Reacciones de Organizaciones de Derechos Humanos
La noticia de la muerte de la madre de Omar Carrasco también causó gran pesar en diversas organizaciones de derechos humanos en Neuquén. En 1994, Omar ingresó al servicio militar y solo tres días después, el 6 de marzo, desapareció. Fue sometido a verdugos ejercicios físicos y burlas hasta encontrar la muerte en el Grupo de Artillería de Zapala.
El Caso que Cambió la Historia del Servicio Militar
El asesinato de Omar Carrasco por miembros del Ejército en marzo de 1994 expuso un encubrimiento dentro de las fuerzas armadas. Omar, quien era repartidor de pollos y lector de la Biblia, sufrió una mortal golpiza y su cuerpo no fue hallado hasta un mes después, en el área militar donde estaba destacado.
El Tribunal Federal Oral de Neuquén determinó que hubo intentos de castigar al joven por un supuesto desliz. Además, el Ejército de Zapala mintió a la familia de Omar alegando que había desertado. Sin embargo, sus padres no se dejaron engañar y comenzaron una persistente búsqueda que logró traer a la luz la verdad.
El 6 de abril, exactamente un mes después de la agresión, encontraron el cuerpo del joven en el mismo regimiento donde desapareció. Estaba vestido sólo con un pantalón militar que no era suyo y con un cinturón apretado sin dejar marcas, como si se lo hubieran colocado mucho después de su fallecimiento.
Durante las protestas masivas en reclamo de justicia en 1996, la condena a los autores del crimen fue dictada: el subteniente Ignacio Canevaro fue condenado a 15 años; los soldados Víctor Salazar y Cristian Suárez a 10 años cada uno; y el sargento Carlos Sánchez fue sentenciado a tres años por encubrimiento.

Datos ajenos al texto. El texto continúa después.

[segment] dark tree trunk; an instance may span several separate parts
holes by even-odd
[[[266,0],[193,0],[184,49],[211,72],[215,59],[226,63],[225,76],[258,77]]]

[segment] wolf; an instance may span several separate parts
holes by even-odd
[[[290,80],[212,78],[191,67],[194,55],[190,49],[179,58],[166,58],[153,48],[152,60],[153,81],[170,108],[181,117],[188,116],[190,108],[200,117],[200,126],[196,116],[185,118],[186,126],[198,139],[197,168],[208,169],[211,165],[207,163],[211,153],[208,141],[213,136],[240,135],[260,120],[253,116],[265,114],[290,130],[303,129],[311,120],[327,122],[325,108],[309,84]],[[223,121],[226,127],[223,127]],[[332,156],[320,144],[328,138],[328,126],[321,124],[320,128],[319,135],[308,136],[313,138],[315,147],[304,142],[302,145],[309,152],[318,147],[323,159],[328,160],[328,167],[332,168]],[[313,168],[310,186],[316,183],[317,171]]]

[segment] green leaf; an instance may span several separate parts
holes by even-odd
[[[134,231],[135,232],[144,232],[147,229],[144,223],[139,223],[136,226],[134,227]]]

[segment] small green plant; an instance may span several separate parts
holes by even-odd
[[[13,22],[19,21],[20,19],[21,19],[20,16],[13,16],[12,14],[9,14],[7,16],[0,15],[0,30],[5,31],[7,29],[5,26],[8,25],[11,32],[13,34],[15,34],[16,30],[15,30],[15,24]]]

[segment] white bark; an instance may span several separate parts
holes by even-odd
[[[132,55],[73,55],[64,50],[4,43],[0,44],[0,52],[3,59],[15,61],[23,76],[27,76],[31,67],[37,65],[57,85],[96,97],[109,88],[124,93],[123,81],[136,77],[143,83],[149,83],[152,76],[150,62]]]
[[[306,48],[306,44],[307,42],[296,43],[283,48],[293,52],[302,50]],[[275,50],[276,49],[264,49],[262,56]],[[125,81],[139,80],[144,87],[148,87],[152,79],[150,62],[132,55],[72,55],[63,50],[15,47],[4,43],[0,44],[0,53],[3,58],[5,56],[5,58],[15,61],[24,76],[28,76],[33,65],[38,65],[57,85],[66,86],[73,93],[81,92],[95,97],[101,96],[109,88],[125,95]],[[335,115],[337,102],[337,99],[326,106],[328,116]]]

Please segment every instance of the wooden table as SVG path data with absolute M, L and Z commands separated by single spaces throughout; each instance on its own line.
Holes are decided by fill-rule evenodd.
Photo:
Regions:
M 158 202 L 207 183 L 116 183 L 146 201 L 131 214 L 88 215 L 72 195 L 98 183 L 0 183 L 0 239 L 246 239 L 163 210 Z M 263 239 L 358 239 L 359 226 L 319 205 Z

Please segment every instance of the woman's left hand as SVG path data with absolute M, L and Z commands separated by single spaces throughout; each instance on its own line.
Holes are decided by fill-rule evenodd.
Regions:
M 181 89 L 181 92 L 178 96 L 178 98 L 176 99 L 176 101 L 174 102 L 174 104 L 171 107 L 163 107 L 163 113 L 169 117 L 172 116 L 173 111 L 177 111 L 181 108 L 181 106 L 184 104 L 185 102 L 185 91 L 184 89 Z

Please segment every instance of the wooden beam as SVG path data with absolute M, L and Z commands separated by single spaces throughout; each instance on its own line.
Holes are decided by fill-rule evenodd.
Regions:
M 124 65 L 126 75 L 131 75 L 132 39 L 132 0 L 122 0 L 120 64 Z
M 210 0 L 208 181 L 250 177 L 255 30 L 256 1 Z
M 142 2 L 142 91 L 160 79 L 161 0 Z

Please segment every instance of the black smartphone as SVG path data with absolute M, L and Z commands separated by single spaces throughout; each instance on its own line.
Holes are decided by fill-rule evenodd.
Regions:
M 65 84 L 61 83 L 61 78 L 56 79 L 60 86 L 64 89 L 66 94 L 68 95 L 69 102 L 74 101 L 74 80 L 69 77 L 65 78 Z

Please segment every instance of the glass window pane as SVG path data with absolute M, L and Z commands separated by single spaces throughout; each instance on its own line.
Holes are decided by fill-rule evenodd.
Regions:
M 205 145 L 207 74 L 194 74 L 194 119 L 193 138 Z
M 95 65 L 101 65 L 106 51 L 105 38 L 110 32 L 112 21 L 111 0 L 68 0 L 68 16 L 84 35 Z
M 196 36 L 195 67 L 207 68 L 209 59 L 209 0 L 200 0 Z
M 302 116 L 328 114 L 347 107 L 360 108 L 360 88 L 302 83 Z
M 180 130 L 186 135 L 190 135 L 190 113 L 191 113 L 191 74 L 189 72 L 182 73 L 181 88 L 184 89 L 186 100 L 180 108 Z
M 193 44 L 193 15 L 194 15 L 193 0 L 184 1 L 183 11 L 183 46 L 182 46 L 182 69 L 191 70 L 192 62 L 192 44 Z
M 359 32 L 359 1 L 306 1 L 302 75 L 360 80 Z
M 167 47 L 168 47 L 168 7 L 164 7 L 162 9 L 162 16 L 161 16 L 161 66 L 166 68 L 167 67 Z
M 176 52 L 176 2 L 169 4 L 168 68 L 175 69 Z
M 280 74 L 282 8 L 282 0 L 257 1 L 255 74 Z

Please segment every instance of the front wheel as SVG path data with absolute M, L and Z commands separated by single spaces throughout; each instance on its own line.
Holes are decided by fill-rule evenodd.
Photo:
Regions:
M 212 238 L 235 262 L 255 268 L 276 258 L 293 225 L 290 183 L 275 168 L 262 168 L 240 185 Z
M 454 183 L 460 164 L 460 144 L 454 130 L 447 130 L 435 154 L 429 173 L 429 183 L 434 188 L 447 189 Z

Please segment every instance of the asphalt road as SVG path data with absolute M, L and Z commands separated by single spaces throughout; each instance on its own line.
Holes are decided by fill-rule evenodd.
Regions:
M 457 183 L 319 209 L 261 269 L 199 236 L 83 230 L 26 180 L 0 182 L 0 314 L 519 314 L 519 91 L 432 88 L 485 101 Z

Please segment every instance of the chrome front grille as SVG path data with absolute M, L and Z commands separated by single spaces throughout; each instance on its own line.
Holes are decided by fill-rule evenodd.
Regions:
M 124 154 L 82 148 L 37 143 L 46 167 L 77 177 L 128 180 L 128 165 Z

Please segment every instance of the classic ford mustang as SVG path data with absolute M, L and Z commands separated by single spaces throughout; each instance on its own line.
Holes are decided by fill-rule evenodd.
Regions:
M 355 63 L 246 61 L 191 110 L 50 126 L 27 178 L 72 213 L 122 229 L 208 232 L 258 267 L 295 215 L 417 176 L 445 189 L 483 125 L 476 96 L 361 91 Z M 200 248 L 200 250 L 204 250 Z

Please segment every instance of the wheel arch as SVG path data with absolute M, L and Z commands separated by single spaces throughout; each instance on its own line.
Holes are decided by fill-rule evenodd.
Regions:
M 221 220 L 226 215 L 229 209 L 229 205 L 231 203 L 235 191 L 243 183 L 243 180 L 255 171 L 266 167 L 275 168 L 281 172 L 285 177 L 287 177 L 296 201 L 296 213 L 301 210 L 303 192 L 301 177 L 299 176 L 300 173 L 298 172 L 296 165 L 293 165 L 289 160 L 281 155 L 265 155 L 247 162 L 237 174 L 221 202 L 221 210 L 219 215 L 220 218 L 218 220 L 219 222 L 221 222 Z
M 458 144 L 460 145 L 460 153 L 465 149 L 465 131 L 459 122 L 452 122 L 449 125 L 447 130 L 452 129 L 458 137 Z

Todos ellos ya se encuentran en libertad.
A raíz de este caso, y en un punto crucial de la historia argentina, el presidente Carlos Menem firmó el 31 de agosto de 1994 el decreto 1537, poniendo fin oficialmente al servicio militar obligatorio, anunciándolo a la nación a través de un discurso emitido por la Cadena Nacional.